Si ce livre a comme base principale les débuts de C.Levi-Strauss en tant qu'ethnologue et ses premières expéditions au milieu des terres brésiliennes à la recherche de différents peuples indiens, afin d'étudier leur modes de vie, l'auteur revient également, et parfois relativement longuement, sur d'autres expériences vécues en Indes, qu'il confronte à divers moments du livre aux civilisations primitives du Brésil et à la civilisation occidentale.
Il y a en effet, tout au long du livre, une longue réflexion sur la société et l'humanité, sur son évolution, voire sa décadence (difficile de ne pas noter une grosse note de pessimisme dans ce livre). Il ne s'agit pas d'une critique moraliste sur l'occident qui détruirait tout, mais d'une réflexion philosophique beaucoup plus globale sur la manière de laquelle l'humanité évolue inéluctablement. Et C.Levi-Strauss s'appuie sur ses études ethnologiques (sa véritable vocation; il a fait à la base des études de philosophie) pour répondre à ses questionnements philosophiques sur l'origine et surtout le devenir de l'homme. Le livre ne conclue d'ailleurs pas du tout sur les indiens du Brésil, mais sur le bouddhisme, l'hindouisme, l'islam et le christianisme qui ont façonné et façonnent les sociétés actuelles.
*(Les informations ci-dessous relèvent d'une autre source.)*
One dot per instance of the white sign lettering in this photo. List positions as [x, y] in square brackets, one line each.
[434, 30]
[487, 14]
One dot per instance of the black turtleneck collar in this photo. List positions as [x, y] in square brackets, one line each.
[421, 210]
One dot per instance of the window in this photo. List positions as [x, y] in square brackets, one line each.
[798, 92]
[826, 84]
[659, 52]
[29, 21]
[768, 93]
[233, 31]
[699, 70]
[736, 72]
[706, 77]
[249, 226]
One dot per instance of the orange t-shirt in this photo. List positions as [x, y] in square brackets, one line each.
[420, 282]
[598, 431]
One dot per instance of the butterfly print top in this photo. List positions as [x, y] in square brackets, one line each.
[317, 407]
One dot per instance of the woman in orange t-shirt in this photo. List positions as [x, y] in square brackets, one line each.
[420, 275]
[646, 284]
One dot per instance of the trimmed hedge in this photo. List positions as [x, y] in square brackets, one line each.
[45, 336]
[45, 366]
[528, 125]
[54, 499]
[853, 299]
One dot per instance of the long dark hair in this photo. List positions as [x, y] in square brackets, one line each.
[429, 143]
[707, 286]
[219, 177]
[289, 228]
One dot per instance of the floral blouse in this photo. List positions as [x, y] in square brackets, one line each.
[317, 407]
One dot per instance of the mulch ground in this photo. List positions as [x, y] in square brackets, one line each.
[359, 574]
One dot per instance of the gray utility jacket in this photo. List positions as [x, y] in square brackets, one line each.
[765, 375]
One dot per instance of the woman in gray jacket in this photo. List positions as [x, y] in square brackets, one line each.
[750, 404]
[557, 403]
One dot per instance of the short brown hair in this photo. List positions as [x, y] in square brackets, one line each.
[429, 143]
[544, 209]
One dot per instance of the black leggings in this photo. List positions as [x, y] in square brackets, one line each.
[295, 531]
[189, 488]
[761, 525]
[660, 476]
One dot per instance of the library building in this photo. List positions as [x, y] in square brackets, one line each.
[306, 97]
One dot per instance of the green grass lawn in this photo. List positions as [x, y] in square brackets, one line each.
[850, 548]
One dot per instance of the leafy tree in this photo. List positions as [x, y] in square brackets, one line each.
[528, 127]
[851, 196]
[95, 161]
N'attendez donc pas un livre d'aventures; C.Levi-Strauss raconte bien quelques anecdotes lors de ses périples, mais cela reste rare dans le livre. Ca ne semble d'ailleurs pas son fort. On comprend juste que ses périples à travers la brousse ou la forêt ont été très durs, mais il ne s'appesantit pas là-dessus, ni d'ailleurs sur ses compagnons de voyage... bref, l'objet du livre n'est pas de faire du sensationalisme sur les aventures extraordinaires d'un occidental à la découverte de civilisations perdues.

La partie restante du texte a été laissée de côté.